The community colleges have created strong employees within professions across the state to those specific to communities. Of the nurses employed in North Carolina, 50 percent are graduates of community colleges. For the Bridgestone Tires plant in Wilson, they have sent more than 6,000 of their employees to be trained at Wilson Community College.
The North State Journal rounded up several of the community colleges located in the North Central Prosperity Zone to highlight some of the unique programs they offer their students.
Vance-Granville CC, HendersonWelding and Mechatronics Engineering TechnologyWelding has been a part of Vance-Granville for 25 years with Mechatronics joining the curriculum in 2014. The programs are designed to provide students with an understanding of science, mathematics, technology and applications in the industry.
“There is a huge future for people who choose technology as their calling. By studying and receiving degrees in these fields, this becomes their gateway for jobs in the industry,” said Keith Shearon, department chair.
Wake Technical CC, Raleigh
3D Printing, Additive manufacturing, or 3-D Printing, is transforming how things are made from the scale of the individual tinkerer to the largest industries. Included in the engineering track, 3-D printing and full body scanners are designed to help students understand machine setup, maintenance and the growing technology of the printing industry.
“We are a technical college and offering these programs are right up our alley. Employers in the technology industry are looking for employees to have this type of skill,” said David West, 3D media specialist.
Piedmont CC, Roxboro
Film and Video Production Technology
This unique program caters to camera assistants, lighting technicians, sound recordists, makeup artists, set dressers and production assistants. Developing skills in the film industry, these students are ready to compete for entry-level jobs upon completion of the program.
“YouTube videos have become the biggest money maker. We are training students on developing their videos, but also how to be on set, use grips, assist with productions, work with screenplays and providing them more credentials and information to be successful,” said Jesse Knight, coordinator and instructor of Film and Video Production.

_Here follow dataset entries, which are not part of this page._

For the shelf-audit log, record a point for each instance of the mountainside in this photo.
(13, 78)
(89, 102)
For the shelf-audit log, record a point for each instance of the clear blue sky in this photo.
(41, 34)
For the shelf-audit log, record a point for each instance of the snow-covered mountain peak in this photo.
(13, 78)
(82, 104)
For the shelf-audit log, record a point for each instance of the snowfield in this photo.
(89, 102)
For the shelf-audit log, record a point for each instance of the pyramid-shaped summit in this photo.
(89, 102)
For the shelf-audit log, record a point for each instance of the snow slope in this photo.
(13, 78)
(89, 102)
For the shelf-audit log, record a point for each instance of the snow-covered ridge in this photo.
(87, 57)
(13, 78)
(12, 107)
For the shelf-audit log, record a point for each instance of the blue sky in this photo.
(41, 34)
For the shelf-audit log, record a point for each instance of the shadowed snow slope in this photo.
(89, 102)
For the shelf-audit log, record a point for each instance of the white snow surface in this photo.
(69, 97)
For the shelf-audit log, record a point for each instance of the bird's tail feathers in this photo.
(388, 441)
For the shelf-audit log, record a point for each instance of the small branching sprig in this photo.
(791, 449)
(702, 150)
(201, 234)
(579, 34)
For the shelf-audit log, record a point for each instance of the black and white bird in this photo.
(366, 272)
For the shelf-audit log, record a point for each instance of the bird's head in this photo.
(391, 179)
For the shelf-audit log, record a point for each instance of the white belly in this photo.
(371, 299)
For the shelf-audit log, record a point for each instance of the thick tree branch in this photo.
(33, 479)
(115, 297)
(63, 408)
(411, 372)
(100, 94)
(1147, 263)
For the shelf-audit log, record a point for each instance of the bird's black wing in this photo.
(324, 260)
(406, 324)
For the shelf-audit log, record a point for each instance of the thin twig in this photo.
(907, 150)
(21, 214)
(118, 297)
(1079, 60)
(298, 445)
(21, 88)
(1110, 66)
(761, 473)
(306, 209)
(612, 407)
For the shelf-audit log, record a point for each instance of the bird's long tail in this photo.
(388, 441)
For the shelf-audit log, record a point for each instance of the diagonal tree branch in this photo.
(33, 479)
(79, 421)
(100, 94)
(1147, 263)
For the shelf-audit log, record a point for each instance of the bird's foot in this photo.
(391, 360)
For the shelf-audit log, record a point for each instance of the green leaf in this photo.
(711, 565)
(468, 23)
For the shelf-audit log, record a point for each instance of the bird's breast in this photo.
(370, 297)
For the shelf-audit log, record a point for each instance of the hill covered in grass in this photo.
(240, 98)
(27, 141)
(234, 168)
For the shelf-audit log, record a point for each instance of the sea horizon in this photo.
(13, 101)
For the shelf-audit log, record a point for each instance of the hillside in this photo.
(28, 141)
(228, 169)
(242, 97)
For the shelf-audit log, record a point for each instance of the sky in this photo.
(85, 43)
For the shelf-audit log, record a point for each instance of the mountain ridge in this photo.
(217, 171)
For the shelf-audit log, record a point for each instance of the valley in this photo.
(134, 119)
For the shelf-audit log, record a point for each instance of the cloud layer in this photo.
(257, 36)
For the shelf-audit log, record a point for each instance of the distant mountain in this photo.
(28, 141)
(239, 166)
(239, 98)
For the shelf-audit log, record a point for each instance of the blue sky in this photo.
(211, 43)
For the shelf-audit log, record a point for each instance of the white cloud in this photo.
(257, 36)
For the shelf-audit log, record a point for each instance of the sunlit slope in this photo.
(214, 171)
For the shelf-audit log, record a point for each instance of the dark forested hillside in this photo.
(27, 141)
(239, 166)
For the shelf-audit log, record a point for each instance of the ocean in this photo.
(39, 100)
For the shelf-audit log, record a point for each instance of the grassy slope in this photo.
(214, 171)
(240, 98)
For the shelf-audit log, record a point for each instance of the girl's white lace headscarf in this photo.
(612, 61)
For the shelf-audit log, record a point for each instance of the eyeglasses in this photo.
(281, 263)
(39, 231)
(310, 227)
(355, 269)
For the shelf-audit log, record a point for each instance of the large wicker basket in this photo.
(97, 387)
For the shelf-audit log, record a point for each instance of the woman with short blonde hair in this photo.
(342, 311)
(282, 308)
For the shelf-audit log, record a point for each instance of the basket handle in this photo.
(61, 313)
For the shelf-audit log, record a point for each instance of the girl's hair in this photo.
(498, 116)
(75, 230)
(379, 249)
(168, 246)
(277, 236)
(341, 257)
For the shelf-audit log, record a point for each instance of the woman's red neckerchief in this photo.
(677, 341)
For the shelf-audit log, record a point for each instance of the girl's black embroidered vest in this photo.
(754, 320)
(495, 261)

Edgecombe Community College, Tarboro and Rocky Mount
With the assistance of a patient simulator and mobile lab, students are being trained in situations as real and life-like as possible. Simulated mannequins can breathe, blink and provide students with opportunities to treat bleed outs, seizures, births and amputations.
“By putting students in situations identical to real-life experiences and providing them with the equipment they will use on the job, we are better preparing them for a future in the healthcare field,” said Robert P. Whistler, coordinator of Emergency Services and Public Safety Training.
Nash CC, Rocky Mount
Electric Line Construction Academy
Electrical infrastructure needs regular maintenance and upgrading to maintain the safety of residents and a standard of living. The Electric Line Construction Academy provides students will more than 400 hours of combined classroom and field training.
“Half of the country’s electrical linemen are fixing to retire. There is a high demand for this trade,” said Brandon Shook, electric line construction technology instructor.